“If you want to make God laugh, tell him about your plans.” – Woody Allen
Life’s weird. To some degree, you have to have a plan, but, aside from numerical ageing, very few aspects of life are linear enough to rely on as truly determinable.
I decided I wanted to work in public relations when I was 16 years old. I remember going to meet a teacher masquerading as a ‘careers expert’ who had no idea what I was talking about. She did seem struck, however, by the fact that I had such definitive focus.
The truth is, I knew I wanted to move to London as soon as my parents took me down on the train from up north for my eleventh birthday. I was a shy child, but I always knew my own mind. I guess it surprised people that someone so often afraid to talk wasn’t afraid to state what he wanted or speak out for what he believed in. This contradiction still confuses me today.
Last week, I did some freelance work for the very first PR professional I ever met in London. About twenty years ago, I came down from Leeds – where I was at university – for an interview for a my placement year. It turned out that the firm I was interviewing for didn’t take placement students, but I was offered a job anyway (albeit it temporarily).
“I think you’re wasting your time at uni,” I was told, “you’ve got loads of experience already. Just join us now,” he suggested.

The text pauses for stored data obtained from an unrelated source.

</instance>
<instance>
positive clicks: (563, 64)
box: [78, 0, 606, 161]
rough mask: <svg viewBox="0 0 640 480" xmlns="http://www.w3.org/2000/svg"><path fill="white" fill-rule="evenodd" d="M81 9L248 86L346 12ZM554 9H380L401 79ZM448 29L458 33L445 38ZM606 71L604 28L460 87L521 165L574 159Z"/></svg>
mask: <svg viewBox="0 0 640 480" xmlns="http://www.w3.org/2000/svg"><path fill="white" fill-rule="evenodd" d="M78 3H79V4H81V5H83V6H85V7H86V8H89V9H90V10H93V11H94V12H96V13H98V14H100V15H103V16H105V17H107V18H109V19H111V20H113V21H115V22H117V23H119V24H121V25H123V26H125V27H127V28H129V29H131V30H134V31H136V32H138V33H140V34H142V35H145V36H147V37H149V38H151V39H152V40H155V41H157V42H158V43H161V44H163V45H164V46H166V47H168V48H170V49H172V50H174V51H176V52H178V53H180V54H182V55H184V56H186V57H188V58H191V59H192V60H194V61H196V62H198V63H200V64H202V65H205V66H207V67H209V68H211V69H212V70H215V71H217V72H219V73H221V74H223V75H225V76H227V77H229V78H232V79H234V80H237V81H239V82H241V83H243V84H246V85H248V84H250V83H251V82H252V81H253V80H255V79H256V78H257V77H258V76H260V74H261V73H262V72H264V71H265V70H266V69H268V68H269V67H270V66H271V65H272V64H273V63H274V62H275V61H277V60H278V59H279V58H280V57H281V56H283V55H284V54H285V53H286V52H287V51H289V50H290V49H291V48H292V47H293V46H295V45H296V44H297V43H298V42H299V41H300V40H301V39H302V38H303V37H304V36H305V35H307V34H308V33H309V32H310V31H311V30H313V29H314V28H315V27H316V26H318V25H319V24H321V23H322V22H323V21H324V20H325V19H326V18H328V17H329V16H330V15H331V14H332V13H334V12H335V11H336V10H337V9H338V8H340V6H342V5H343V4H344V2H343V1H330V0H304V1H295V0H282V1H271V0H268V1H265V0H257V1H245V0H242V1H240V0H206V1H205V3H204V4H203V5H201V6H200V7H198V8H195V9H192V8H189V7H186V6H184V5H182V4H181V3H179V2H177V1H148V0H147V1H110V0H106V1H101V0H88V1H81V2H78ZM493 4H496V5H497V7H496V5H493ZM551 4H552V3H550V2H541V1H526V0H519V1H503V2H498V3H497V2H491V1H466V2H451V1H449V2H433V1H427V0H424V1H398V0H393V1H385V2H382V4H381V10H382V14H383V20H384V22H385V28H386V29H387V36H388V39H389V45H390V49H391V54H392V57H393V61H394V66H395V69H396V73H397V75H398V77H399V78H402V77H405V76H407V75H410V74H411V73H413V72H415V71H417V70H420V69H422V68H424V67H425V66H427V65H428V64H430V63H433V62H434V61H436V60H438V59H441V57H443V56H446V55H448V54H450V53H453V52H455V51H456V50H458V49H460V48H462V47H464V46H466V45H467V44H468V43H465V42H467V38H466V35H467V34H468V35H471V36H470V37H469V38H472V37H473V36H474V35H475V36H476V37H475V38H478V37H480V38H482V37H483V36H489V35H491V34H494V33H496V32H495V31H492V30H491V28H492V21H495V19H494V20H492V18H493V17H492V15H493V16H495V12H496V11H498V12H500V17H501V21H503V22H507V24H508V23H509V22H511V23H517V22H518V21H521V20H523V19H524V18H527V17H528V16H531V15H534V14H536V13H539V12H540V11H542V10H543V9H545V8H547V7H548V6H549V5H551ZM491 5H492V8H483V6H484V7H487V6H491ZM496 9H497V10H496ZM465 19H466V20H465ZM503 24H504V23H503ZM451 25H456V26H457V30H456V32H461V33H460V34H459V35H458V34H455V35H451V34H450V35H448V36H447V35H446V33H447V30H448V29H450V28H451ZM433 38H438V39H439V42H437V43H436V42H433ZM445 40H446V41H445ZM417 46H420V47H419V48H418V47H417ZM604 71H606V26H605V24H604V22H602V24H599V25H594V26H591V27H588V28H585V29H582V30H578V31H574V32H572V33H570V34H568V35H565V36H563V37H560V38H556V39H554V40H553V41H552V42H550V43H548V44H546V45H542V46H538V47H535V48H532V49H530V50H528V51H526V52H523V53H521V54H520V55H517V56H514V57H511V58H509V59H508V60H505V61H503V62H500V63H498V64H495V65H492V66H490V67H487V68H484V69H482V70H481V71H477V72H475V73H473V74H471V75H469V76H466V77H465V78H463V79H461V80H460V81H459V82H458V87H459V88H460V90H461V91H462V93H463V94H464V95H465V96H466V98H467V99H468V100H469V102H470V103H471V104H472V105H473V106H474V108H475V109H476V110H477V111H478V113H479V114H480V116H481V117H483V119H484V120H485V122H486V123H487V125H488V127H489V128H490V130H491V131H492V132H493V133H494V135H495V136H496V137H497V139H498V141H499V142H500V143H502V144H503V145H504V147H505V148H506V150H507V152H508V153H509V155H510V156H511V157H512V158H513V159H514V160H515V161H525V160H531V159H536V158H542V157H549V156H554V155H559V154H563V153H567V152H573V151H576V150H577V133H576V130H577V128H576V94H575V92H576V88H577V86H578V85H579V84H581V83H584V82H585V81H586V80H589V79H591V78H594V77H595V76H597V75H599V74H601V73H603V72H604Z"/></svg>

I think his HR manager must have disagreed – perhaps even thought it an irresponsible suggestion – so the offer was retracted. Still, I joined the firm a couple of years later before I had even graduated and it really kicked off my career. I was ambitious, promotions seemed to come more quickly than I could have imagined, and before I knew it I had been headhunted to take a job as a creative director at another PR firm. I guess I thought I’d made it. Life has a habit of un-planning things, though. At 23 I was flying high – an unstoppable, hungry, enthusiastic PR manger; at 33 I was abruptly grounded – yes, I was a newly-appointed MD at one of the best PR agencies in town, but I’d also suddenly just become a single (or perhaps more specifically, sole) parent. And this is not what I planned to be when I grew up. I expected to be running the show; I never expected to feel like life was running me.
Oddly enough, though, opportunity sprang from adversity. My wife was struck and killed by a car right in front of my eyes (my son’s, too). I wrote about the experience of grieving and raising a grieving child, and my words received a lot of attention. I was asked to write for newspapers and magazines and appear on TV shows. I won awards for a blog that I set up and got a publishing deal to write my first book. Although I’d left my role as MD at the previous agency, I got offered an equally diverse and challenging role at another. I consulted on a BAFTA-winning BBC documentary about widowhood. I spoke in support of bereaved families in Parliament. I did all these things I never expected to do when I grew up.
But then how can anyone really anticipate the unthinkable?
Today, I find myself coming to the end of another project I never envisaged: I’ve spent the last few months renovating my house. I decided not to hire anyone in to do the final decorating work because I wanted to learn how to do it myself with help from my dad, so that one day I might pass on his skills to my son.
I’m not even sure that I imagined being a father myself when I grew up. But now that I am, I recognise it as the most important role and responsibility that life has given me. A role that has created such professional conflict that I just know that I have to do things differently to how I ever did them before.
At 39, I find myself asking, once again, What am I going to be when I grow up? For now, at least, I find the answer in freelance work, essentially ‘ghostwriting’ for other people. It gives me the freedom and flexibility to fulfil my role as a father to the best of my ability.
I wonder though, what might I be when he grows up? Although I find the idea of such long-term planning somewhat wasteful, it does excite me to think that anything could be possible once again. To think that I might actually still be that eleven-year-old boy with his whole life ahead of him.